Monday, April 28, 2014

Next two weeks

No lab on this wednesday 30th, sorry. There will be less exercises and more labs in the second half of the course, data mining.

If you have time, start downloading MOA and playing with it.

Also, I'm at a workshop next week (May 6th-9th), so no theory and no lab.


Tuesday, April 22, 2014

Tuesday, April 8, 2014

Saturday, April 5, 2014

Glitches in lab 1, c++ source

I've found a couple of glitches when doing the lab myself and using the c++ routines I pointed to.

- in my system, though int's are 32 bits, the constants RAND_MAX and LONG_PRIME are 16 bits (so at most 2^15-1). This gives far too little randomness for checking large sets of items. I've reposted distrib.h which simulates (badly) a 32 random bit generator. Also, if this happens in your system, you may want to change the lines

  hashes[i][0] = int(float(rand())*float(LONG_PRIME)/float(RAND_MAX) + 1);
  hashes[i][1] = int(float(rand())*float(LONG_PRIME)/float(RAND_MAX) + 1);

in the genajbj method of count_min_sketch.cpp with, for example,

  hashes[i][0] = int(float(rand())*float(LONG_PRIME)/float(RAND_MAX) + 1);
  hashes[i][0] *= RAND_MAX;
  hashes[i][0] += int(float(rand())*float(LONG_PRIME)/float(RAND_MAX) + 1);
  hashes[i][1] = int(float(rand())*float(LONG_PRIME)/float(RAND_MAX) + 1);
  hashes[i][1] *= RAND_MAX;
  hashes[i][1] += int(float(rand())*float(LONG_PRIME)/float(RAND_MAX) + 1);

- watch out because CountMinSketch::update takes an int, but CountMinSketch::estimate returns an unsigned int. Watch subtractions with unsigneds which may give nonsensical results; use casts appropriately.

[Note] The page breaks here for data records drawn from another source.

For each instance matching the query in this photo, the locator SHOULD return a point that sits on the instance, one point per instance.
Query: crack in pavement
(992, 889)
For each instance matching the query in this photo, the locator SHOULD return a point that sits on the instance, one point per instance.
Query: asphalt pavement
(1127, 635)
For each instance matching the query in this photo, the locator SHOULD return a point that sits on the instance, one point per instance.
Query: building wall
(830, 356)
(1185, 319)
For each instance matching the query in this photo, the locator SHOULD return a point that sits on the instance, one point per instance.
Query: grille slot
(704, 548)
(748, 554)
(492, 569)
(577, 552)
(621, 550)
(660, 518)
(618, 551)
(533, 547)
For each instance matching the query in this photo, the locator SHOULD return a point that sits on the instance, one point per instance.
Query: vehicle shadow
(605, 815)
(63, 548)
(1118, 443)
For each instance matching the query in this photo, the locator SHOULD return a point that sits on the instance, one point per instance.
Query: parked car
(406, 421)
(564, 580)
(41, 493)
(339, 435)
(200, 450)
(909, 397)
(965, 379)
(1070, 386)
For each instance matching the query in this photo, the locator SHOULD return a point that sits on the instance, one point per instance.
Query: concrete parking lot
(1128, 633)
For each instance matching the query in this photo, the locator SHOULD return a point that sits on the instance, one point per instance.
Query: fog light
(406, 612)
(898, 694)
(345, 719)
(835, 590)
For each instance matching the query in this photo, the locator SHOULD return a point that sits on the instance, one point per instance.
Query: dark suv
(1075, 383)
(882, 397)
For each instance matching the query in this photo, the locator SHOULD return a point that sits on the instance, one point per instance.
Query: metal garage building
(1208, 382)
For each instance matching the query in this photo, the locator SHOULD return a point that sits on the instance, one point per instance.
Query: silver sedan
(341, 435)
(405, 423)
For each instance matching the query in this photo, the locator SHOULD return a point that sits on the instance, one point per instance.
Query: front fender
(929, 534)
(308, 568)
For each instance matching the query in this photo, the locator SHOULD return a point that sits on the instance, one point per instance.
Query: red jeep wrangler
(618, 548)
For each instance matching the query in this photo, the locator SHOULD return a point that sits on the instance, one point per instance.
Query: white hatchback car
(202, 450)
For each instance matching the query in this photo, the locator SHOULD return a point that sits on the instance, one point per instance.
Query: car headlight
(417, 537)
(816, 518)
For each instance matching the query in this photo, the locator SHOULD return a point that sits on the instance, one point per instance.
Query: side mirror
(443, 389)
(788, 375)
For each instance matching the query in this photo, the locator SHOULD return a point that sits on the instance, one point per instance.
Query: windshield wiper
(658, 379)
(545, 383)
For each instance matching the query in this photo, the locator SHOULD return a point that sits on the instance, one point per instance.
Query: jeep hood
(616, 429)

Hopefully these things don't show up in other languages.

Wednesday, April 2, 2014

Lecture 3 & Lab 1


- I thought about the discussion on the Karp+ algorithm. An update rule that works is:

   if x is in K then count[x]++
   else {
        if |K | = k then
               for all a in K do {
                   if count[a] = 0 then delete a from K & count
        if |K| <  k { insert x in K , set count[x] := 1; }

Note that x will not be inserted if sketch is full and no empty place appears after discounting. The proof works now. Intuitively, x may not get in this time, but does its job of discounting k symbols; so if it is frequent it will eventually make it into K when an infrequent element gets to 0 count.

- About the lab: for credit, hand me a short report (2 pages max) with your results. No code fragments, no screenshots please. I said within 2 weeks but it's easter break, so let's say for the 23rd.